For a base line that isn't bad

## 6.2 Testing the classifier on each company<a id='TestingTheBaselineClassifierOnAll'></a>
Above we say that for the specific company the baseline classifier had an accuracy of 60%. Thats quite ok, but we have allready seen that the number of accounts and bank entries varies a lot between the companies. So how does the baseline do on **every single company?**

Below I run the baseline classifier on every company using 80% of the data is training data. The 80% are the oldest 80 % of the data.

In [None]:
reload(bsclf)

all_test_sizes = np.zeros((100,1))
all_num_correct = np.zeros((100,1))
all_accuracies = np.zeros((100,1))
kk=0
for company in companies:
    company_df = data[data.CompanyId == company]
    train_size, test_size, num_correct, accuracy = bsclf.baseline_classifier(company_df)
    
    all_test_sizes[kk] = test_size
    all_num_correct[kk] = num_correct
    all_accuracies[kk] = accuracy
    
    kk += 1

Looking at how the accuracy changes with test size:

In [None]:
avgAccuracy = sum(allAccuracies)/len(allAccuracies)

plt.plot(allTestSizes,allAccuracies,'or')
plt.plot([0, 1000],[avgAccuracy, avgAccuracy],'-b')
plt.axis([0, 1000, 0, 1])
plt.xlabel('test size')
plt.ylabel('Accuracy')

print('The average accuracy is: ' + str(avgAccuracy))
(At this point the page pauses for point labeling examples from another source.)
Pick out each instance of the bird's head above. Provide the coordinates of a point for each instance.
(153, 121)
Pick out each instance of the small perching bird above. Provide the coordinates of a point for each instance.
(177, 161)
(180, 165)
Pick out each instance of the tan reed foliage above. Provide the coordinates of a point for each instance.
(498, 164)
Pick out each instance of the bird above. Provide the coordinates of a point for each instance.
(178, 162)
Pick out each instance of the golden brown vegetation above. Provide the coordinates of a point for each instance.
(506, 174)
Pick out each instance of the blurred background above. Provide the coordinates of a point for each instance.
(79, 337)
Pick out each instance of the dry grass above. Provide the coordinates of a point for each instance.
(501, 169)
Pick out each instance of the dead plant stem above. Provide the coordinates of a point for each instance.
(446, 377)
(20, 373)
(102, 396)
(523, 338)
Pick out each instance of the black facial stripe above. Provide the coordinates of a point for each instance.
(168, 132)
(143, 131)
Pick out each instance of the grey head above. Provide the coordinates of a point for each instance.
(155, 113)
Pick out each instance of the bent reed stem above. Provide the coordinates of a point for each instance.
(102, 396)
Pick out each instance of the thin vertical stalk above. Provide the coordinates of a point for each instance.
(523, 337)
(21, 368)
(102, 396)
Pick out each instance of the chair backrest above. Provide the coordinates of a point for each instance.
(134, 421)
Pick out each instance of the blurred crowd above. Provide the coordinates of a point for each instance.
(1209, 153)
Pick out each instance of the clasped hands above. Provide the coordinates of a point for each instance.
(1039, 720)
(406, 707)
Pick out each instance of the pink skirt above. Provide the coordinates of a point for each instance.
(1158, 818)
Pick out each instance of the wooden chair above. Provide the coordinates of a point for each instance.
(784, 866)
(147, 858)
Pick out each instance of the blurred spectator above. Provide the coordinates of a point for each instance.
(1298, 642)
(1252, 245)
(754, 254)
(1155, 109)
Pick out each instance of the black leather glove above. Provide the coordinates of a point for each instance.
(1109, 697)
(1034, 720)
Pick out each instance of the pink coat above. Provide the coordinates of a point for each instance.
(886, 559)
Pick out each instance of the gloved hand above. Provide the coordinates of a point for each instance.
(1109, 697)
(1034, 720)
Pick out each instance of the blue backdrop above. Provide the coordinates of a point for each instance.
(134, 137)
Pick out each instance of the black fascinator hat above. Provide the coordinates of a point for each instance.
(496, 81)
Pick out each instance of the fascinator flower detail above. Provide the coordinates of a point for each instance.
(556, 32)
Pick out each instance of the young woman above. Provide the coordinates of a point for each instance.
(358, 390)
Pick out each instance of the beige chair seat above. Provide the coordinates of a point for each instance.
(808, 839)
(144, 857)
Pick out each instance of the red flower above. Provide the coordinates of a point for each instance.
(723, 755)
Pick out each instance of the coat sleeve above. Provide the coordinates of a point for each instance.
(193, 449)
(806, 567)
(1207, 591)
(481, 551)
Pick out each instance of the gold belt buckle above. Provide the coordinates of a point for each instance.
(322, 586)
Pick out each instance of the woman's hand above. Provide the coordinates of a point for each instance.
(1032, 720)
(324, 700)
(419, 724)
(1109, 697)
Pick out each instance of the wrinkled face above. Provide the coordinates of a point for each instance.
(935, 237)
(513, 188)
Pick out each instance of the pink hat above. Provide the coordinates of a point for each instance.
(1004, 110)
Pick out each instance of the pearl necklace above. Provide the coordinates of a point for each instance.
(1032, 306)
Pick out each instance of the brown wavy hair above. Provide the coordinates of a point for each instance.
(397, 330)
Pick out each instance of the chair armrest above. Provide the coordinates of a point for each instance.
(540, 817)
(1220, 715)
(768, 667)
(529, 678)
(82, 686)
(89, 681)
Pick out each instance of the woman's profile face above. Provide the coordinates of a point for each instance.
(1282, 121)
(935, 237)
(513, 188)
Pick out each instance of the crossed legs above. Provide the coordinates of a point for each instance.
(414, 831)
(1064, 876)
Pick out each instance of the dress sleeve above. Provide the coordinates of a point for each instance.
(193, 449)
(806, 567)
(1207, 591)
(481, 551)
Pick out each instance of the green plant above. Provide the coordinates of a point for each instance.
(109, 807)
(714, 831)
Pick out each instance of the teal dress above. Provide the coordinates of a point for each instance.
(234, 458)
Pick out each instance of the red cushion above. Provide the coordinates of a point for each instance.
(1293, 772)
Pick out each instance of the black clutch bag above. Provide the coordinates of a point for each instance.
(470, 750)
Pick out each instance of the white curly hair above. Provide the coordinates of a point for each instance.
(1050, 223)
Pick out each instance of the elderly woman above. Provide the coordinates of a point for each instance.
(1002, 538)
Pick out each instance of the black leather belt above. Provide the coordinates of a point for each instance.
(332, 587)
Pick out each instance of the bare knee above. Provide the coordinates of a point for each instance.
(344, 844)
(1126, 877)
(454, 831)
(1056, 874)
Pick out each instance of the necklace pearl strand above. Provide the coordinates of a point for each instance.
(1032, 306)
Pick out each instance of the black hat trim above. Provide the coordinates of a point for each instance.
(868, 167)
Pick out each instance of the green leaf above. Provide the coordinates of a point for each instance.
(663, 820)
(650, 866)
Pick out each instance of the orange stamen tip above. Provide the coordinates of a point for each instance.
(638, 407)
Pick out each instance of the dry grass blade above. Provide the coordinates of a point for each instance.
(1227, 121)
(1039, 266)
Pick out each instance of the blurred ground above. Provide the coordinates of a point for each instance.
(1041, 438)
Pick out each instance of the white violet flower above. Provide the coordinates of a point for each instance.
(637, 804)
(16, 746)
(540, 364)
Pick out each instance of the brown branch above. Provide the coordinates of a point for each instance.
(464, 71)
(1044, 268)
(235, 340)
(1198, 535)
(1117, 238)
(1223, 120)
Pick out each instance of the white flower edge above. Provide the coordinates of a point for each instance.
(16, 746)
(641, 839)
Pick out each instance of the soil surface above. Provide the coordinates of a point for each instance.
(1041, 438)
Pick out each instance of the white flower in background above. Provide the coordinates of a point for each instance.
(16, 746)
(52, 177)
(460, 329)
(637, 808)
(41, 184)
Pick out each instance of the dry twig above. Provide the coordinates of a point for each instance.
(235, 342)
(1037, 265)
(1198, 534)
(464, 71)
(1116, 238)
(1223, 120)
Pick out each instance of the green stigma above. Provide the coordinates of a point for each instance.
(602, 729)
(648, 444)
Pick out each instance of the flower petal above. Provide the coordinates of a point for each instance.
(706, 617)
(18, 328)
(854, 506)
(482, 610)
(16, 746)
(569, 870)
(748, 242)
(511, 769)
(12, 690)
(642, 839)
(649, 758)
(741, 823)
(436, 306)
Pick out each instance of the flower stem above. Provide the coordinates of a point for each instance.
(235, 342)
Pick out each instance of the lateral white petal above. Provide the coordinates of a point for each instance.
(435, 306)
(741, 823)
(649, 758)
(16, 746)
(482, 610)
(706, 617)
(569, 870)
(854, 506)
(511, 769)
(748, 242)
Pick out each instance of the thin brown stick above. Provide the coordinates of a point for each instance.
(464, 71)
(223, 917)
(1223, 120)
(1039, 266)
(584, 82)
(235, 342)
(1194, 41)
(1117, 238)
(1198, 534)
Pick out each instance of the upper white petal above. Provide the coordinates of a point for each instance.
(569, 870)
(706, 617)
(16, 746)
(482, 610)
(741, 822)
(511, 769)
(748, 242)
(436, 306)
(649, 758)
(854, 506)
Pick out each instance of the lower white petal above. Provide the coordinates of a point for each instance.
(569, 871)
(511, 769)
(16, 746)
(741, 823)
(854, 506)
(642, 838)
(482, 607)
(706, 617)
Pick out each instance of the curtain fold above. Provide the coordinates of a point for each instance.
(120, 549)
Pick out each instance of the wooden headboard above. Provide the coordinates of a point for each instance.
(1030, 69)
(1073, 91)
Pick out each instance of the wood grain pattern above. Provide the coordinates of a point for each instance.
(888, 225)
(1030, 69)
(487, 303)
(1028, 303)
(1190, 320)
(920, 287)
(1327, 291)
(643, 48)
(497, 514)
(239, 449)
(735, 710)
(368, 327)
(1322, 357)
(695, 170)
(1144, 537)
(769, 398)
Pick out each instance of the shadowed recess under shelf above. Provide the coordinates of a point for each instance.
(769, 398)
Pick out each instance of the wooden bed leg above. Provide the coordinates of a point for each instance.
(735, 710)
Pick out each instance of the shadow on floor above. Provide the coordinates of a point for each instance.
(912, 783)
There is a lot of variability in the accuracy! This is even true for the companies with more than 100 bank entries in the test set. However, above 200 bank entries in the test set the baseline classifier appears to deliver more consistent results. The average accuracy of 42% is not good, but it serves as a fine baseline.

In [None]:
plt.hist(allAccuracies)
plt.ylabel('number of companies')
plt.xlabel('Accuracy')

## 6.3 Summary of the baseline classifier<a id='SummaryOfTheBaselineClassifier'></a>

# 7 The second part<a id='TheSecondPart'></a>
Making a classifier that can take advantage of data across different companies. The allows us to avoid the __cold start__ problem.

## 7.1 Mapping text onto features<a id='MappingText'></a>
One way to get around this is to build a classifier that is based on the name of the account name rather than the speficic account id. In this way, if a company open up a new account with a title that is allready known we would be able to use the information from other companies.